GANDARIA
Arsitek | : | Armudya Indra Permana, IAI |
Lokasi | : | Malang, Jawa Timur |
Luas Lahan | : | 410 m2 |
Luas Bangunan | : | 160 m2 |
Fotografer | : | Muhammad Chottob W. , IAI Rizky Akbar Sandy |
Rumah ini terletak menghadap tepat pertigaan jalan, atau yang lazim disebut lahan tusuk sate. Apabila sebuah rumah berada di lahan yang bentuknya tusuk sate dengan jalan, mau tidak mau desain rumah itu harus bisa berhadapan dengan berbagai macam kemungkinan yang timbul dari letaknya. Rumah tusuk sate biasanya lebih sering terkena debu dari kendaraan, lebih sering terkena sorot lampu kendaraan yang lewat, serta gangguan visual lainnya. Posisi lahan ini direspon oleh arsitek dengan menghadirkan deretan kisi-kisi kayu yang berfungsi sebagai dinding ‘layar’ penghalang untuk ruangan dibaliknya. Arsitek justru memanfaatkan lokasi ini sebagai sebuah kelebihan yang diolah dengan menempatkan barrier atau pembatas tadi sebagai elemen arsitektur. Pengolahan elemen pembatas itu justru menjadi daya tarik utama arsitekturnya yang terlihat dari jalan. Kehadiran kisi-kisi ini juga menimbulkan pola bayangan yang dramatis apabila terkena cahaya matahari. Tidak lupa pula pada halaman depan rumah dibuat taman yang asri dan rindang untuk filter Debu.
Desain rumah ini banyak mengeksplorasi material, yang digunakan sebagai aksen memperkaya framework-nya yang modern. Hal ini dengan struktural yang terlihat cukup jelas sebagai ciri arsitektur modern, kemudian diperhalus dengan aksentuasi material yang terkesan alami. Permainan susunan batu-bata yang tidak difinish misalnya, justru menjadikannya material dekoratif. Unsur kayu juga banyak digunakan sebagai kisi-kisi penahan sinar matahari, yang dewasa ini juga cukup populer sebagai elemen dekoratif yang melembutkan arsitektur modern, yang cenderung dingin karena lebih memusatkan perhatian pada elemen strukturalnya.

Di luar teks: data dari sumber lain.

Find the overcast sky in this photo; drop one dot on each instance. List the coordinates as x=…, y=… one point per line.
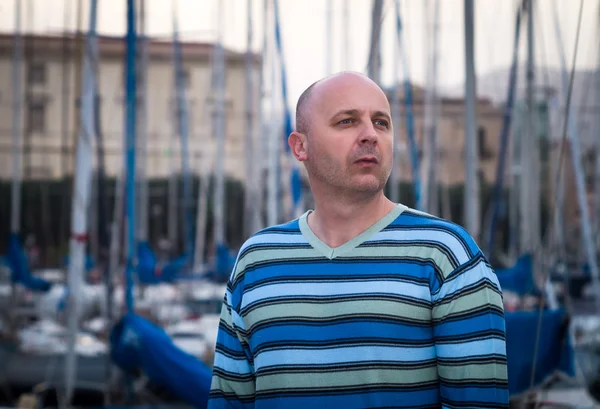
x=304, y=28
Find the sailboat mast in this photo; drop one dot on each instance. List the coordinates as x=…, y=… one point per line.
x=374, y=70
x=534, y=159
x=328, y=37
x=250, y=191
x=597, y=133
x=471, y=191
x=346, y=35
x=219, y=72
x=580, y=185
x=263, y=134
x=16, y=125
x=143, y=128
x=430, y=197
x=130, y=129
x=274, y=147
x=182, y=128
x=396, y=119
x=81, y=198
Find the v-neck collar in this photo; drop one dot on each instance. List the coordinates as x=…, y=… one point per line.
x=332, y=252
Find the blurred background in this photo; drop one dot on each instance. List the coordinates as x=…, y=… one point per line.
x=142, y=142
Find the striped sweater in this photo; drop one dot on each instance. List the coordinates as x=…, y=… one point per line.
x=408, y=314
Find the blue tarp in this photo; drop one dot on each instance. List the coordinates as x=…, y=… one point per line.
x=225, y=261
x=149, y=271
x=137, y=344
x=518, y=278
x=555, y=351
x=16, y=260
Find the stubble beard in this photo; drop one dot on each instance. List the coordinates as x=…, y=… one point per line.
x=342, y=177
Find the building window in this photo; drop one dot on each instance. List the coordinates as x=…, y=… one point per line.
x=36, y=117
x=36, y=73
x=484, y=150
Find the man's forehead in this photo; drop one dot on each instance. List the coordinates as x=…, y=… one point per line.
x=350, y=92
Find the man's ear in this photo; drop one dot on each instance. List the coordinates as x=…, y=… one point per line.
x=297, y=142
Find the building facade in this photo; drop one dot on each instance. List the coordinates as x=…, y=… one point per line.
x=51, y=87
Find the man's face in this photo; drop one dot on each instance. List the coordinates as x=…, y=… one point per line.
x=350, y=136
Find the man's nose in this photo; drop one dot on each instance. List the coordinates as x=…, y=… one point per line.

Dengan adanya permainan material dengan susunan yang punya banyak celah-celah dimana cahaya bisa menembus diantaranya, arsitek cukup menyadarinya sebagai suatu cara untuk bermain dengan cahaya. Pergerakan sinar matahari ternyata bisa dieksplorasi agar menjadi sebuah permainan cahaya yang bisa dinikmati secara berbeda dari waktu ke waktu. Hal ini adalah sesuatu yang cukup magis dalam arsitektur tropis. Elemen-elemen yang punya konotasi ndengan material dari alam seperti batu, kayu dan tanaman, juga eksplorasi agar penggunanya punya suatu memori tentang alam. Pada saat kaki menyentuh batu alam yang dijadikan material tangga, misalnya. Atau saat ada gurat-gurat kayu yang tertempel pada dinding. Penataan ruang di dalam rumah ini juga sangat memperhatikan kondisi lahan yang berkontur. Pada bagian belakang rumah, arsitek memanfaatkan potensi itu untuk mendapatkan penciptaan suasana yang maksimal. Bagian depan dan tengah lahan digunakan sebagai zoning untuk pemilik dan anggota keluarganya, sedangkan bagian belakang yang turun lebih banyak dimanfaatkan sebagai area service. Meskipun lahannya turun di belakang, tapi rumah utama tetap satu level sehingga di area belakang terkesan seperti dua lantai.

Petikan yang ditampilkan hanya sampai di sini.